Das Objekt, wie der Wachmann es nennt, denkt ja gar nicht daran, sich einfach so wieder zurück legen zu lassen. Schon gar nicht, wenn die Verlockung der Schwerkraft droht, und mit der samtenen Stimme einer odyssischen Sirene das verführerische Lied von Freiheit und Adrenalin in jedes Ohr haucht, das bereit ist, zuzuhören.

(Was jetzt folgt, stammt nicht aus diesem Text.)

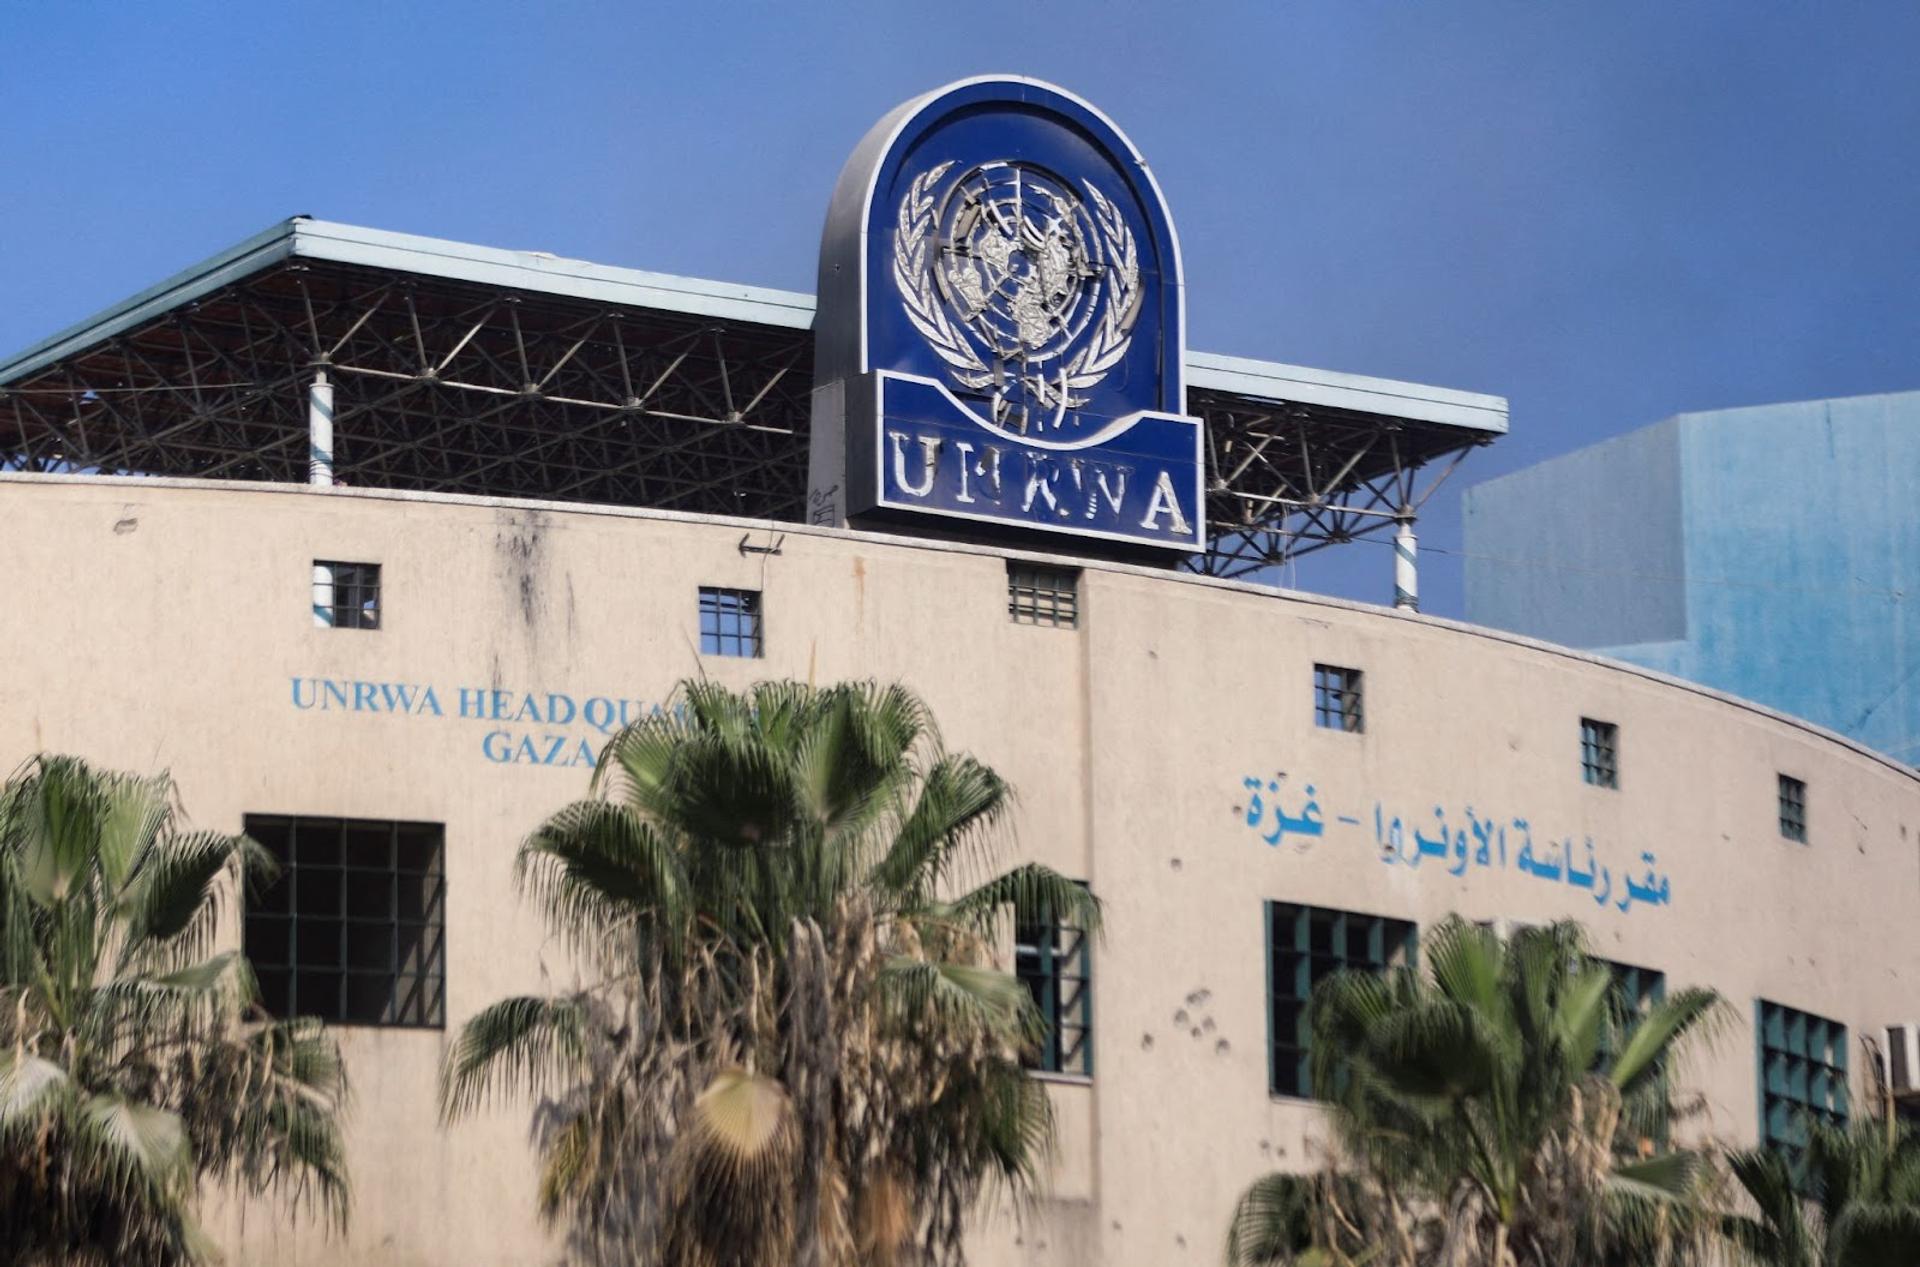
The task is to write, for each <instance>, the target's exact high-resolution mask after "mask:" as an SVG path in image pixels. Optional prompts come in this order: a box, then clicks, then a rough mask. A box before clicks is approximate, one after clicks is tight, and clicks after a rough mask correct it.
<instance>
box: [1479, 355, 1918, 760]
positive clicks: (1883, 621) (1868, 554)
mask: <svg viewBox="0 0 1920 1267" xmlns="http://www.w3.org/2000/svg"><path fill="white" fill-rule="evenodd" d="M1465 541H1467V618H1469V620H1473V622H1475V624H1486V626H1496V628H1501V630H1513V632H1519V634H1528V635H1534V637H1544V639H1549V641H1557V643H1567V645H1572V647H1586V649H1594V651H1599V653H1603V655H1611V657H1617V658H1622V660H1630V662H1634V664H1644V666H1647V668H1657V670H1663V672H1668V674H1674V676H1680V678H1690V680H1693V681H1701V683H1705V685H1711V687H1716V689H1722V691H1732V693H1736V695H1743V697H1747V699H1753V701H1757V703H1763V705H1768V706H1772V708H1780V710H1784V712H1791V714H1795V716H1803V718H1807V720H1812V722H1818V724H1820V726H1828V728H1832V729H1836V731H1839V733H1843V735H1847V737H1851V739H1857V741H1860V743H1864V745H1868V747H1874V749H1880V751H1884V753H1887V754H1891V756H1897V758H1899V760H1905V762H1916V760H1920V612H1916V605H1920V392H1905V394H1897V395H1862V397H1851V399H1832V401H1807V403H1793V405H1761V407H1751V409H1720V411H1713V413H1684V415H1676V417H1672V418H1667V420H1665V422H1655V424H1653V426H1647V428H1642V430H1638V432H1630V434H1626V436H1620V438H1617V440H1609V442H1605V443H1597V445H1594V447H1588V449H1580V451H1578V453H1569V455H1565V457H1557V459H1551V461H1546V463H1540V465H1536V466H1528V468H1524V470H1517V472H1513V474H1507V476H1500V478H1496V480H1486V482H1482V484H1478V486H1475V488H1471V490H1467V493H1465Z"/></svg>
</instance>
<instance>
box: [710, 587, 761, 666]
mask: <svg viewBox="0 0 1920 1267" xmlns="http://www.w3.org/2000/svg"><path fill="white" fill-rule="evenodd" d="M764 645H766V639H764V630H762V622H760V591H758V589H716V587H712V586H701V655H737V657H745V658H749V660H758V658H760V653H762V649H764Z"/></svg>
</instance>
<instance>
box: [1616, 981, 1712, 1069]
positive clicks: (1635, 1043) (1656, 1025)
mask: <svg viewBox="0 0 1920 1267" xmlns="http://www.w3.org/2000/svg"><path fill="white" fill-rule="evenodd" d="M1722 1012H1724V1004H1722V1000H1720V994H1716V992H1715V991H1707V989H1697V987H1695V989H1684V991H1676V992H1674V994H1668V996H1667V998H1663V1000H1657V1002H1653V1004H1649V1008H1647V1012H1645V1014H1644V1016H1642V1017H1640V1021H1638V1023H1634V1025H1632V1027H1630V1029H1628V1031H1626V1035H1624V1037H1622V1040H1620V1050H1619V1054H1615V1058H1613V1064H1611V1065H1609V1067H1607V1077H1609V1079H1613V1085H1615V1087H1619V1088H1620V1090H1622V1092H1628V1094H1630V1092H1632V1090H1634V1088H1638V1087H1640V1085H1642V1083H1645V1081H1647V1079H1651V1077H1657V1075H1659V1069H1661V1067H1663V1062H1665V1058H1667V1054H1668V1052H1670V1050H1672V1048H1674V1046H1676V1044H1680V1042H1684V1040H1686V1039H1688V1037H1690V1035H1693V1033H1697V1031H1703V1029H1705V1031H1711V1029H1713V1025H1715V1021H1716V1017H1718V1016H1720V1014H1722Z"/></svg>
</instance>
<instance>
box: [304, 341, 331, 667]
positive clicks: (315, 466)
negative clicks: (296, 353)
mask: <svg viewBox="0 0 1920 1267" xmlns="http://www.w3.org/2000/svg"><path fill="white" fill-rule="evenodd" d="M332 482H334V384H330V382H328V380H326V371H315V372H313V386H311V388H307V484H313V486H317V488H326V486H330V484H332ZM313 624H315V626H319V628H323V630H324V628H332V624H334V570H332V568H328V566H324V564H319V562H317V564H313Z"/></svg>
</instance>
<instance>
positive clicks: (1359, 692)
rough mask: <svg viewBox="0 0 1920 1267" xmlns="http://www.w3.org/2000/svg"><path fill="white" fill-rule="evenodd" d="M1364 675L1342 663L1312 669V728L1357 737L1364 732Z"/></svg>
mask: <svg viewBox="0 0 1920 1267" xmlns="http://www.w3.org/2000/svg"><path fill="white" fill-rule="evenodd" d="M1365 705H1367V674H1365V672H1363V670H1359V668H1346V666H1342V664H1315V666H1313V726H1317V728H1319V729H1338V731H1344V733H1348V735H1357V733H1363V731H1365V729H1367V710H1365Z"/></svg>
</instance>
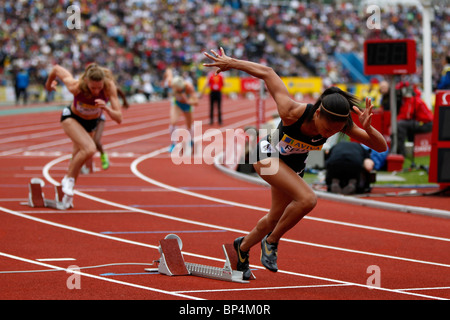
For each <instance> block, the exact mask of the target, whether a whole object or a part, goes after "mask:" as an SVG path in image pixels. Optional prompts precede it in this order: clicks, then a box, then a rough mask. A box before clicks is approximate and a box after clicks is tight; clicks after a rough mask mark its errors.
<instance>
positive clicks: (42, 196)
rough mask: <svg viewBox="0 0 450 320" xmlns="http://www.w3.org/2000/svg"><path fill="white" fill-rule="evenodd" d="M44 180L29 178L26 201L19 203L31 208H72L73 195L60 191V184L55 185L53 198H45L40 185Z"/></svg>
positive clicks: (60, 208) (44, 184)
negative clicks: (24, 201)
mask: <svg viewBox="0 0 450 320" xmlns="http://www.w3.org/2000/svg"><path fill="white" fill-rule="evenodd" d="M44 185H45V183H44V181H43V180H42V179H39V178H33V179H31V181H30V183H29V185H28V202H24V203H21V204H23V205H28V206H30V207H33V208H44V207H45V208H53V209H58V210H66V209H69V208H73V197H70V196H68V195H66V194H64V193H63V192H62V187H61V186H55V200H50V199H45V197H44V193H43V192H42V187H43V186H44Z"/></svg>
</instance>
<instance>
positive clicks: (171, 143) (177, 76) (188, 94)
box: [169, 76, 198, 153]
mask: <svg viewBox="0 0 450 320" xmlns="http://www.w3.org/2000/svg"><path fill="white" fill-rule="evenodd" d="M171 87H172V95H173V101H172V104H171V106H170V125H169V132H170V136H171V139H172V140H171V141H172V143H171V145H170V147H169V153H171V152H172V151H173V149H174V148H175V144H176V142H175V141H174V140H173V139H174V137H172V136H173V133H174V131H175V130H176V126H175V125H176V123H177V120H178V118H179V116H180V114H181V113H183V115H184V118H185V120H186V127H187V129H188V130H189V132H190V134H191V139H192V140H191V148H192V147H193V146H194V133H193V132H192V121H193V120H192V111H193V107H194V106H196V105H197V104H198V97H197V93H196V92H195V88H194V86H193V85H192V83H190V82H188V81H186V80H184V79H183V78H182V77H180V76H176V77H174V78H173V79H172V82H171Z"/></svg>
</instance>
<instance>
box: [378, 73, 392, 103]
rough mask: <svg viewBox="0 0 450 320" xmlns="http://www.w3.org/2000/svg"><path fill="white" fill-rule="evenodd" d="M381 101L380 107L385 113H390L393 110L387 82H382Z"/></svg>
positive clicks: (380, 86)
mask: <svg viewBox="0 0 450 320" xmlns="http://www.w3.org/2000/svg"><path fill="white" fill-rule="evenodd" d="M379 90H380V96H379V97H380V101H379V106H380V107H381V108H383V110H385V111H389V110H390V108H391V104H390V96H389V94H390V93H389V92H390V90H389V83H388V82H387V81H385V80H383V81H381V82H380V87H379Z"/></svg>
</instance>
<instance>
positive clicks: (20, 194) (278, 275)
mask: <svg viewBox="0 0 450 320" xmlns="http://www.w3.org/2000/svg"><path fill="white" fill-rule="evenodd" d="M274 111H275V107H274V105H273V102H271V101H268V102H267V113H266V114H267V117H270V116H271V114H272V113H273V112H274ZM255 114H256V112H255V102H254V101H248V100H226V101H225V106H224V125H223V126H222V127H220V128H219V127H218V126H217V125H214V126H210V125H209V124H207V122H208V107H207V101H206V100H202V101H201V104H200V106H199V107H198V108H197V109H196V111H195V120H198V121H200V120H201V121H203V124H202V126H201V127H202V132H204V133H206V134H208V130H209V129H211V128H215V129H221V130H225V129H226V128H237V127H244V126H246V125H254V123H255ZM124 119H125V120H124V122H123V123H122V124H121V125H116V124H114V123H113V122H112V121H107V125H106V129H105V132H104V136H103V144H104V146H105V148H106V150H108V152H109V155H110V160H111V167H110V168H109V169H108V170H106V171H103V170H101V169H97V170H96V171H95V172H94V173H92V174H88V175H80V177H79V179H78V181H77V184H76V190H77V193H76V195H75V198H74V204H75V208H73V209H70V210H67V211H59V210H52V209H47V208H31V207H29V206H26V205H23V204H21V203H22V202H25V201H26V199H27V193H28V191H27V184H28V182H29V181H30V179H31V178H32V177H40V178H43V179H45V181H46V186H45V187H44V193H45V194H46V197H47V198H50V197H53V189H52V183H58V182H59V181H60V180H61V179H62V177H63V175H64V173H65V171H66V168H67V165H68V158H69V156H70V152H71V147H72V146H71V143H70V141H69V140H68V139H67V137H66V136H65V135H64V133H63V131H62V129H61V127H60V124H59V112H42V113H35V114H23V115H11V116H3V117H0V124H1V126H0V141H1V143H0V164H1V167H0V168H1V169H0V170H1V174H0V177H1V183H0V190H1V196H0V221H1V225H0V288H1V290H0V299H2V300H5V299H7V300H9V299H12V300H16V299H73V300H77V299H121V300H122V299H123V300H136V299H146V300H178V299H182V300H184V299H187V300H197V299H208V300H328V299H330V300H352V299H357V300H428V299H431V300H437V299H449V298H450V255H449V254H448V253H449V252H450V250H449V249H450V220H449V219H444V218H437V217H430V216H425V215H416V214H410V213H403V212H397V211H391V210H380V209H373V208H369V207H362V206H357V205H350V204H345V203H337V202H332V201H329V200H323V199H320V200H319V203H318V205H317V207H316V208H315V209H314V211H313V212H312V213H311V214H309V215H308V216H307V217H306V218H305V219H304V220H303V221H302V222H301V223H299V224H298V225H297V226H296V227H295V228H293V229H292V230H291V231H290V232H288V233H287V234H286V235H285V238H284V239H283V240H282V241H281V243H280V245H279V263H278V264H279V268H280V270H279V272H278V273H271V272H269V271H267V270H265V269H264V268H263V267H262V266H261V264H260V262H259V253H260V251H259V250H260V249H259V248H258V247H255V248H253V249H252V251H251V255H250V262H251V265H252V269H253V273H254V274H255V276H256V278H257V279H256V280H254V281H251V282H250V283H249V284H236V283H230V282H224V281H218V280H211V279H205V278H199V277H193V276H186V277H168V276H164V275H159V274H154V273H149V272H145V271H144V269H145V268H149V267H151V263H152V262H153V261H154V260H156V259H158V258H159V253H158V250H157V246H158V241H159V240H160V239H162V238H164V237H165V236H166V235H167V234H168V233H176V234H178V235H179V236H180V237H181V238H182V240H183V243H184V247H183V255H184V258H185V260H186V261H187V262H196V263H201V264H206V265H211V266H217V267H222V266H223V263H224V255H223V252H222V248H221V247H222V244H224V243H231V242H232V241H233V240H234V239H235V238H236V237H238V236H241V235H243V234H245V233H247V232H249V231H250V230H251V229H252V228H253V226H254V225H255V223H256V222H257V221H258V219H260V218H261V217H262V216H263V215H264V214H265V212H266V211H267V209H268V208H269V206H270V191H269V189H268V188H266V187H263V186H260V185H255V184H250V183H248V182H244V181H240V180H237V179H235V178H233V177H230V176H228V175H224V174H223V173H222V172H220V171H219V170H217V169H216V168H215V167H214V166H213V165H211V164H207V163H205V162H204V161H203V163H201V164H181V165H175V164H174V163H173V162H172V159H171V158H170V156H169V154H168V153H167V152H166V148H167V146H168V144H169V135H168V102H166V101H164V102H158V103H151V104H146V105H133V106H132V107H131V108H130V109H129V110H127V111H125V114H124ZM182 125H183V123H182V122H180V126H182ZM199 127H200V126H198V128H197V134H199V135H198V136H196V138H200V130H198V129H199ZM209 133H211V131H209ZM208 143H210V142H208V141H204V142H203V145H201V144H200V143H197V144H196V145H197V148H198V147H201V148H203V149H204V148H205V146H207V145H208ZM95 161H96V164H97V165H96V166H97V168H100V164H99V159H98V157H96V158H95ZM409 199H411V198H409ZM413 201H418V200H410V203H409V204H412V202H413ZM439 201H440V202H442V200H439ZM447 210H448V207H447ZM43 259H45V260H43ZM69 267H70V268H79V269H77V270H79V272H80V273H81V276H80V277H78V278H76V277H75V278H74V275H73V274H71V273H67V272H66V271H67V268H69ZM74 286H75V288H74ZM71 287H72V288H71Z"/></svg>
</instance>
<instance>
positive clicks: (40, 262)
mask: <svg viewBox="0 0 450 320" xmlns="http://www.w3.org/2000/svg"><path fill="white" fill-rule="evenodd" d="M0 256H3V257H6V258H9V259H14V260H18V261H22V262H27V263H31V264H36V265H39V266H43V267H46V268H50V269H54V270H59V271H65V272H67V273H71V274H77V275H80V276H84V277H87V278H93V279H97V280H102V281H106V282H112V283H116V284H120V285H123V286H128V287H133V288H138V289H143V290H148V291H153V292H157V293H162V294H167V295H170V296H175V297H180V298H186V299H192V300H204V299H201V298H197V297H194V296H190V295H185V294H182V293H176V292H170V291H166V290H161V289H156V288H152V287H146V286H141V285H138V284H135V283H130V282H124V281H119V280H115V279H111V278H105V277H101V276H96V275H93V274H90V273H85V272H80V271H78V270H76V269H72V268H61V267H58V266H54V265H51V264H47V263H42V262H38V261H34V260H30V259H26V258H22V257H18V256H15V255H12V254H7V253H4V252H0Z"/></svg>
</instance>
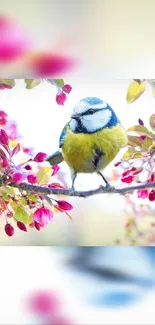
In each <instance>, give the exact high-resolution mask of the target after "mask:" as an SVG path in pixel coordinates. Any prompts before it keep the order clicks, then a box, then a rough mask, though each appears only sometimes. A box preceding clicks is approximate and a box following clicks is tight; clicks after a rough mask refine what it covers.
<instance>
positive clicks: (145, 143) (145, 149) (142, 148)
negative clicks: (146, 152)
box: [141, 138, 153, 151]
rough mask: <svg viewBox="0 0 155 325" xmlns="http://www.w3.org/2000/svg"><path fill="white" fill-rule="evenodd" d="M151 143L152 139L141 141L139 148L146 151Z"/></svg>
mask: <svg viewBox="0 0 155 325" xmlns="http://www.w3.org/2000/svg"><path fill="white" fill-rule="evenodd" d="M152 143H153V141H152V139H149V138H146V139H145V140H143V141H142V146H141V148H142V149H143V150H146V151H147V150H148V148H149V147H150V146H152Z"/></svg>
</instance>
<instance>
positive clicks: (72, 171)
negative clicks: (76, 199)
mask: <svg viewBox="0 0 155 325" xmlns="http://www.w3.org/2000/svg"><path fill="white" fill-rule="evenodd" d="M76 176H77V173H76V172H75V171H71V178H72V187H71V188H70V193H74V192H75V187H74V183H75V179H76Z"/></svg>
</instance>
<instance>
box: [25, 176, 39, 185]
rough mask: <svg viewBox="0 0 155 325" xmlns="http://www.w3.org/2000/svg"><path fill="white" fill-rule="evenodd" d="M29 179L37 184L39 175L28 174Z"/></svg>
mask: <svg viewBox="0 0 155 325" xmlns="http://www.w3.org/2000/svg"><path fill="white" fill-rule="evenodd" d="M27 180H28V182H29V183H31V184H35V183H37V177H36V176H35V175H28V176H27Z"/></svg>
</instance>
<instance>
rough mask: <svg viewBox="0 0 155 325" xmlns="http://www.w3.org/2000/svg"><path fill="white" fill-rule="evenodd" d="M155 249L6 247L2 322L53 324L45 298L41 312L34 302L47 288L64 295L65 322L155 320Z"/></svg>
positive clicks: (1, 251)
mask: <svg viewBox="0 0 155 325" xmlns="http://www.w3.org/2000/svg"><path fill="white" fill-rule="evenodd" d="M154 254H155V249H154V247H151V248H139V247H122V248H121V247H113V248H110V247H94V248H91V247H84V248H82V247H80V248H78V247H77V248H67V247H64V248H63V247H59V248H58V247H57V248H54V247H49V248H47V247H46V248H44V247H39V248H36V247H30V248H26V247H17V248H16V249H14V248H11V247H10V248H7V247H1V248H0V255H1V273H0V274H1V277H0V286H1V290H0V304H1V309H0V324H4V325H15V324H21V325H26V324H30V325H32V324H34V325H35V324H36V325H37V324H38V325H39V324H45V325H46V324H48V322H47V318H48V317H47V316H48V315H47V313H45V312H44V313H42V314H41V311H43V310H44V311H45V305H43V302H42V304H40V307H39V308H38V309H37V312H36V311H34V310H33V309H32V308H31V309H30V308H29V306H28V302H29V301H30V300H31V299H32V297H34V296H37V295H38V294H39V293H40V292H42V293H43V295H42V296H44V297H45V296H47V293H48V295H52V297H53V298H55V299H58V300H59V301H60V305H61V307H60V306H59V308H58V313H59V314H60V313H61V316H63V317H64V318H65V319H66V320H65V322H64V323H63V325H67V324H70V325H83V324H85V325H87V324H89V325H90V324H92V325H94V324H100V325H101V324H102V325H103V324H106V325H107V324H108V325H111V324H112V325H113V324H119V325H120V324H122V325H123V324H126V325H128V324H139V325H140V324H143V325H144V324H152V325H153V324H154V318H155V310H154V297H155V277H154ZM55 312H56V310H55V309H54V308H52V312H51V314H52V315H53V314H54V313H55ZM50 324H51V325H56V323H54V322H53V323H52V321H51V323H50ZM57 325H62V323H61V324H60V322H59V323H58V324H57Z"/></svg>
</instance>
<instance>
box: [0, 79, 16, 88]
mask: <svg viewBox="0 0 155 325" xmlns="http://www.w3.org/2000/svg"><path fill="white" fill-rule="evenodd" d="M0 84H4V85H8V86H12V87H14V86H15V81H14V79H0Z"/></svg>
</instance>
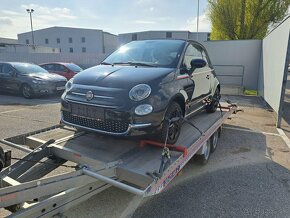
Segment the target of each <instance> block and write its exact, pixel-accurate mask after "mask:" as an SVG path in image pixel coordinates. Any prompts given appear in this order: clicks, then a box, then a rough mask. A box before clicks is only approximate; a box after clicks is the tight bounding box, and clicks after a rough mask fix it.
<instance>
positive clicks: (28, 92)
mask: <svg viewBox="0 0 290 218" xmlns="http://www.w3.org/2000/svg"><path fill="white" fill-rule="evenodd" d="M21 94H22V96H23V97H24V98H32V97H33V94H34V93H33V89H32V88H31V86H29V85H28V84H23V85H22V87H21Z"/></svg>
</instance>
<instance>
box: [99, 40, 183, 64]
mask: <svg viewBox="0 0 290 218" xmlns="http://www.w3.org/2000/svg"><path fill="white" fill-rule="evenodd" d="M184 45H185V41H182V40H145V41H133V42H130V43H128V44H126V45H124V46H122V47H120V48H119V49H118V50H117V51H115V52H114V53H112V54H111V55H110V56H109V57H107V58H106V59H105V60H104V61H103V64H130V65H140V66H141V65H142V66H156V67H176V66H177V63H178V60H179V57H180V54H181V52H182V49H183V47H184Z"/></svg>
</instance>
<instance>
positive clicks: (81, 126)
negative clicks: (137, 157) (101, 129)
mask: <svg viewBox="0 0 290 218" xmlns="http://www.w3.org/2000/svg"><path fill="white" fill-rule="evenodd" d="M61 123H63V124H66V125H68V126H72V127H75V128H80V129H85V130H87V131H90V132H96V133H101V134H107V135H115V136H127V135H142V130H144V129H146V128H148V127H150V126H152V124H151V123H138V124H129V125H128V129H127V130H126V131H125V132H109V131H104V130H99V129H94V128H90V127H86V126H81V125H78V124H75V123H70V122H67V121H65V120H64V118H63V114H62V113H61ZM140 130H141V131H140ZM144 133H146V131H145V132H144Z"/></svg>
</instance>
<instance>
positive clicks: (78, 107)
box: [71, 104, 105, 120]
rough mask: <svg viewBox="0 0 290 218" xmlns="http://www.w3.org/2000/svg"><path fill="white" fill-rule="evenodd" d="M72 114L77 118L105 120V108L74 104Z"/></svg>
mask: <svg viewBox="0 0 290 218" xmlns="http://www.w3.org/2000/svg"><path fill="white" fill-rule="evenodd" d="M71 113H72V115H77V116H81V117H86V118H91V119H96V120H104V119H105V111H104V109H103V108H99V107H94V106H89V105H81V104H72V105H71Z"/></svg>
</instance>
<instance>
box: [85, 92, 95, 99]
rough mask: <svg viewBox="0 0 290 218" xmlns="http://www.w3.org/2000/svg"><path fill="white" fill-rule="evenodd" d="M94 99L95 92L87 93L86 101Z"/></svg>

Und so nimmt der Pinguin die Chance wahr, die sich bietet, als Bernies schwitzige Hand sich ebenso zittrig wie unbewusst einen Millimeter öffnet und ergibt seinen diamantenen Körper den Fängen der Schwerkraft.
Es gibt einen Knall, gefolgt vom Geräusch eines über den Boden rollenden Pinguins aus gepresster Kohle. Und dann passiert schon wieder etwas Interessantes. Zugegeben nicht mehr ganz so interessant, wie beim ersten Mal, einfach weil man es jetzt schon mal gesehen hat, aber trotzdem nicht komplett uninteressant.
Das Universum, welches bekanntermaßen die Form einer Kugel hat, tut nämlich in diesem Moment das, was eine Kugel nun einmal tut, wenn ihr Mittelpunkt aus dem Gleichgewicht gebracht wird, und kippt um.
Und, egal aus welchem Standpunkt man es auch betrachtet, sowas kann keine gute Sache sein.
Der Wachmann verliert das Gleichgewicht und landet auf seinem Hintern. Ein Schuss löst sich aus seiner Pistole, aber im kosmischen Theater der Ereignisse ist es nicht mehr als unwichtige Randnotiz, dass die Kugel den rubinroten Seepferdchensmaragd der Chromatographie exakt in der Mitte spaltet. Bevor die anderen Wachmänner den Ausstellungssaal erreichen, nehmen Bernie und ich die Beine in die Hand, jeder seine eigenen, und sprinten nicht nur Richtung Fenster, nein, wir springen auch hindurch.
Der kurz darauf folgende Rumms ist übrigens nur das Ergebnis des Aufpralles des Mondes auf der anderen Seite der Erde.
"Ihr habt den diamantenen Pinguin der Liebe also zurückgelassen?", schäumt der fünftbeste Hehler der Stadt wütend.
"Er ist mir einfach aus der Hand gefallen. Ich war ein wenig schwitzig. Entschuldige bitte."
"Und danach hat alles gerumpelt", übernehme ich den Faden. "Und als dann der Mond auf die Erde geknallt ist, wurde es irgendwie... hektisch."
"Ja, schon okay. Wir sind alle nur Menschen und Fehler passieren." Rudi entspannt sich ein wenig und lehnt sich in seinem Stuhl zurück. Der knarrzt etwas, aber wir ignorieren es. "Entschuldigt bitte, dass ich so aufbrausend war. Aber seit Tortentoni aus dem Knast ausgebrochen ist, ist die Lage etwas angespannt."
"Schon okay. Hast du übrigens gehört, dass der Martin seine Leiter fertig hat?"
"Ja, hab ich gehört. Bis ganz hoch zum Mond. Teufelskerl."
"Teufelskerl", stimme ich zu. "Verfluchter Teufelskerl."